# Pseudolikelihood

In statistical theory, a pseudolikelihood is an approximation to the joint probability distribution of a collection of random variables. The practical use of this is that it can provide an approximation to the likelihood function of a set of observed data which may either provide a computationally simpler problem for estimation, or may provide a way of obtaining explicit estimates of model parameters.

The pseudolikelihood approach was introduced by Julian Besag in the context of analysing data having spatial dependence.

## Definition

$\Pr(X=x)=\prod _{i}\Pr(X_{i}=x_{i}|X_{j}=x_{j}\ \mathrm {for\ all\ } j\ \mathrm {for\ which} \ \lbrace X_{i},X_{j}\rbrace \in E).$ Here $X$ is a vector of variables, $x$ is a vector of values. The expression $X=x$ above means that each variable $X_{i}$ in the vector $X$ has a corresponding value $x_{i}$ in the vector $x$ . The expression $\Pr(X=x)$ is the probability that the vector of variables $X$ has values equal to the vector $x$ . Because situations can often be described using state variables ranging over a set of possible values, the expression $\Pr(X=x)$ can therefore represent the probability of a certain state among all possible states allowed by the state variables.

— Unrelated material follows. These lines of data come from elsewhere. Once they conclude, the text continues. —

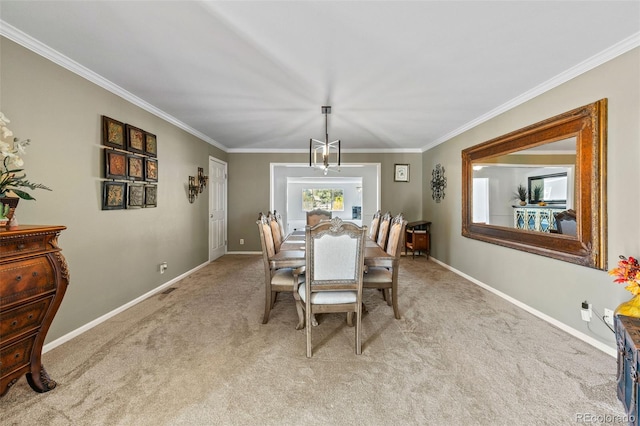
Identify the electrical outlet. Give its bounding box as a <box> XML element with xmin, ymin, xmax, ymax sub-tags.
<box><xmin>580</xmin><ymin>300</ymin><xmax>591</xmax><ymax>322</ymax></box>
<box><xmin>604</xmin><ymin>308</ymin><xmax>613</xmax><ymax>325</ymax></box>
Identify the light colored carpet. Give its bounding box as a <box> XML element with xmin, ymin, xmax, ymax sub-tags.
<box><xmin>0</xmin><ymin>255</ymin><xmax>624</xmax><ymax>426</ymax></box>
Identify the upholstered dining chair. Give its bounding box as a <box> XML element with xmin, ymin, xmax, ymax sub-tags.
<box><xmin>267</xmin><ymin>211</ymin><xmax>284</xmax><ymax>253</ymax></box>
<box><xmin>296</xmin><ymin>217</ymin><xmax>367</xmax><ymax>357</ymax></box>
<box><xmin>363</xmin><ymin>213</ymin><xmax>407</xmax><ymax>319</ymax></box>
<box><xmin>369</xmin><ymin>210</ymin><xmax>382</xmax><ymax>241</ymax></box>
<box><xmin>307</xmin><ymin>209</ymin><xmax>331</xmax><ymax>226</ymax></box>
<box><xmin>271</xmin><ymin>210</ymin><xmax>287</xmax><ymax>240</ymax></box>
<box><xmin>376</xmin><ymin>212</ymin><xmax>391</xmax><ymax>250</ymax></box>
<box><xmin>256</xmin><ymin>213</ymin><xmax>304</xmax><ymax>324</ymax></box>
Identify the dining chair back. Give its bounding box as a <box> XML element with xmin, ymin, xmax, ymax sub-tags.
<box><xmin>268</xmin><ymin>211</ymin><xmax>284</xmax><ymax>253</ymax></box>
<box><xmin>307</xmin><ymin>209</ymin><xmax>331</xmax><ymax>226</ymax></box>
<box><xmin>554</xmin><ymin>210</ymin><xmax>578</xmax><ymax>237</ymax></box>
<box><xmin>256</xmin><ymin>213</ymin><xmax>302</xmax><ymax>324</ymax></box>
<box><xmin>271</xmin><ymin>210</ymin><xmax>287</xmax><ymax>241</ymax></box>
<box><xmin>369</xmin><ymin>210</ymin><xmax>382</xmax><ymax>241</ymax></box>
<box><xmin>376</xmin><ymin>212</ymin><xmax>391</xmax><ymax>250</ymax></box>
<box><xmin>298</xmin><ymin>218</ymin><xmax>367</xmax><ymax>357</ymax></box>
<box><xmin>363</xmin><ymin>213</ymin><xmax>407</xmax><ymax>319</ymax></box>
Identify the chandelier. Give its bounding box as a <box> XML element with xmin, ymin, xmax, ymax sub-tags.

The pseudo-log-likelihood is a similar measure derived from the above expression. Thus

$\log \Pr(X=x)=\sum _{i}\log \Pr(X_{i}=x_{i}|X_{j}=x_{j}\ \mathrm {for\ all} \ \lbrace X_{i},X_{j}\rbrace \in E).$ One use of the pseudolikelihood measure is as an approximation for inference about a Markov or Bayesian network, as the pseudolikelihood of an assignment to $X_{i}$ may often be computed more efficiently than the likelihood, particularly when the latter may require marginalization over a large number of variables.

## Properties

Use of the pseudolikelihood in place of the true likelihood function in a maximum likelihood analysis can lead to good estimates, but a straightforward application of the usual likelihood techiques to derive information about estimation uncertainty, or for significance testing, would in general be incorrect.